Some servers intentionally give incorrect DNS information on certain sites. If a government is trying to block a site, it may direct the national service providers to substitute a dead-end IP address for the unwanted site's real address. This information spreads to other recursive servers, and sometimes it's been known to spread outside the country that applied the block. It can take hours to get the caches cleaned up. This effect occurred in 2010, when a service provider outside China connected to Chinese DNS servers.
An attacker could break into a domain registration account or even directly breach a registrar's servers. Someone who broke in could modify a DNS server list or reassign the domain to another registrar. This would direct all the domain's traffic to a rogue server, and fixing the problem may be very time-consuming. The hijacker might try to impersonate the site, display a protest message, or just keep anyone from reaching the site.
A subtler trick is to intercept all traffic to the site and then forward it to the real site. That allows man-in-the-middle attacks which read email or insert malware. It sometimes takes a long time to notice this is happening.
A would-be hijacker may try to intercept the administrative email account and issue a "forgot password" request to the registrar. The registrar will send a link which lets the administrator reset the password. If the hijacker gets the email first, that's enough to change the password and take control of the account.
Methods of protection
Businesses that have a lot invested in their domain and site need to take extra measures against DNS risks. Many registrars offer a premium registration package with extra protection. Customers with that option need to give extra information before the registrar will accept any changes to the domain records. Hijacking their domains is much harder.

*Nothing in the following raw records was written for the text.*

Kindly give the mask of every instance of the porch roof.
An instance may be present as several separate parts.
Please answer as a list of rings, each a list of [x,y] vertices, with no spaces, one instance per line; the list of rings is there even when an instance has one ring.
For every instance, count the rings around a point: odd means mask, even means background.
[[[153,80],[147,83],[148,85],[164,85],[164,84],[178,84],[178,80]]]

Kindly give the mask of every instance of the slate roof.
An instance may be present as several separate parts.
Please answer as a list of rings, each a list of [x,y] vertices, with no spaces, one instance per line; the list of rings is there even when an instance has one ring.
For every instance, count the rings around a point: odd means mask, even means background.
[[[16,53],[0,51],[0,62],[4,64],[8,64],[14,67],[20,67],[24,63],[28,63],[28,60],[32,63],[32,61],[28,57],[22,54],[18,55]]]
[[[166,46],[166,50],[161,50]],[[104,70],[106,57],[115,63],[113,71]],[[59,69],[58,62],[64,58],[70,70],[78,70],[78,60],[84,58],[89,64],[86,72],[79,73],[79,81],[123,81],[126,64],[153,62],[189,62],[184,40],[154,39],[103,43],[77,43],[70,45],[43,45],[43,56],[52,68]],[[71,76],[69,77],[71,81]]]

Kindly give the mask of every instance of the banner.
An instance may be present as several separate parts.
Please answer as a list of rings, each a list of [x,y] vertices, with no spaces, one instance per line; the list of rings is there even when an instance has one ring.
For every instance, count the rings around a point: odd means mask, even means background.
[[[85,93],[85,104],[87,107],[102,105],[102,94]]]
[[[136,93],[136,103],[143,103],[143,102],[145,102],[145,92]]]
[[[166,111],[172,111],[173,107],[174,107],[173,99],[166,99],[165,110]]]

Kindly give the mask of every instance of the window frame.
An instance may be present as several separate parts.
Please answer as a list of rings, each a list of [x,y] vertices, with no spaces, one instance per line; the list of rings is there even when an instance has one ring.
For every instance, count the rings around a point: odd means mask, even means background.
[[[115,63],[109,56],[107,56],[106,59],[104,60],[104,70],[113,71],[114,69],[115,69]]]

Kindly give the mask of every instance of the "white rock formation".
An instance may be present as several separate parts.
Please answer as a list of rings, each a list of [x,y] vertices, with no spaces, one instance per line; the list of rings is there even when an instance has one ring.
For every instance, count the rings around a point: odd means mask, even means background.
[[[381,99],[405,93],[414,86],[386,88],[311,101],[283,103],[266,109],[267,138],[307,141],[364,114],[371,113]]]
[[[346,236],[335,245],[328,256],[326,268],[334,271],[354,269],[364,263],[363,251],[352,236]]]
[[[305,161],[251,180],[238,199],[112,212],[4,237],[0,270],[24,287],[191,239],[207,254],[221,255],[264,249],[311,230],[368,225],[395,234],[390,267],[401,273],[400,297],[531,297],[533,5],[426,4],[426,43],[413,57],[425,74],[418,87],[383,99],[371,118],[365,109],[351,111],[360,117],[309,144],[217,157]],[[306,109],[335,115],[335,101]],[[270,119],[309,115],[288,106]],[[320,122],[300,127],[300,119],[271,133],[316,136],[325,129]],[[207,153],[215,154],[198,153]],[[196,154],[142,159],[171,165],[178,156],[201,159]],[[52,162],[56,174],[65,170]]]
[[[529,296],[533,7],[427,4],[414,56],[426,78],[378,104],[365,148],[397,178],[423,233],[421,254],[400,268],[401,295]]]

It would seem that using SSL/TLS would be an excellent way to improve DNS security, but that approach hasn't gained much of a foothold. There is a "DNS over HTTPS" protocol, but it's still experimental. Political issues as well as technical ones stand in the way of widespread adoption.
Using HTTPS throughout a website won't prevent DNS attacks, but it will make them harder to exploit. If a domain hijacker tries to duplicate the site, it won't pass HTTPS verification, and browsers will display a stern warning that there isn't a valid certificate.
The best way to give extra security to DNS is to use software that supports the DNSSEC extensions. These features make sure domain information is authenticated, stopping the large majority of spoofing attempts. Records are digitally signed, so that the client can confirm they came from a legitimate server.
Having a DNS server with reserve capacity will increase resistance to DoS attacks. A cloud server can be an economical way to do this, since you pay for the extra capacity only when you use it.
Monitoring network traffic helps to discover problems early. It can identify DNS problems, give early warnings of DoS attacks, and catch suspicious traffic. Catching issues early is the key to stopping them from doing serious damage.
Ordinary users may take DNS for granted, but the people who run networks don't have that luxury. It's necessary to keep a close eye on the servers to keep them safe.